学校生活の反対側で、暗い気持ちを持つしかなかった俺の、よりどころだった彼女。
だから居なくなる自分を忘れないで欲しくて、君の机に願いを込めた、小さな花束を入れた。
君はあの花言葉を笑ったけれど、その分覚えていると思ったから。
突然いなくなる俺の気持ちを、分かって欲しかった。
……まあ、友達の多い君だから、一時親しかった程度の俺をずっと忘れないでいてくれるなんて、あまり期待はしていなかったけれど。
連絡をとろうと思えば出来た。
手紙だって電話だって、休みに出かけることだって、自分さえ行動を起こせば容易かったはずだ。
まだ恋ではなく、だけど友人以上の想いを持っていた、から、なおさら、当たり前のように遠くへ行く話をして、当たり前のように連絡を取り合いたいなんて、言いたくなかった。
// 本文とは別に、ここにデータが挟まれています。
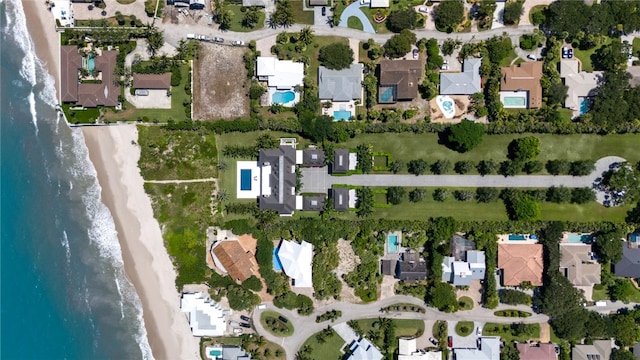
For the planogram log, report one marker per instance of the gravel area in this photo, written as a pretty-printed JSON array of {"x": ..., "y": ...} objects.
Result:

たった十年と少しの人生で、諦めと達観することばかり覚えていた俺は、そうしてつながりを保っていてもいずれは手近な生活に紛れて記憶の隅に消えてしまうのだろうと予想がついていた。
――これは賭け。
君に小さな傷をつけて、俺という痕を残したい。
覚えていて。
忘れないで。
いつかまた出会うだろう時に、俺のことを思い出して。
そうして仕事の帰り、必要があってたまたま寄った花屋。
大人の女性になった君がいて、――賭けに勝つ。
少年めいた強い眼差しはそのまま、
柔らかく花開いたような君が目の前にいることが、
俺を忘れないでいてくれたことが、
どんなに嬉しかったか。
子どもの俺が置き去りにした淡い想いが形を確かにしたのは間違いなくあの瞬間だった。
一緒の時間を過ごしたことを思い出す、花の香りがするその場所を、仕事に選んだのはどうしてかな。
やっぱり、運命みたいだと思わない?
幼かった頃とは違う気持ちで君を想ってる、それを、ずっと、告げたかったんだ。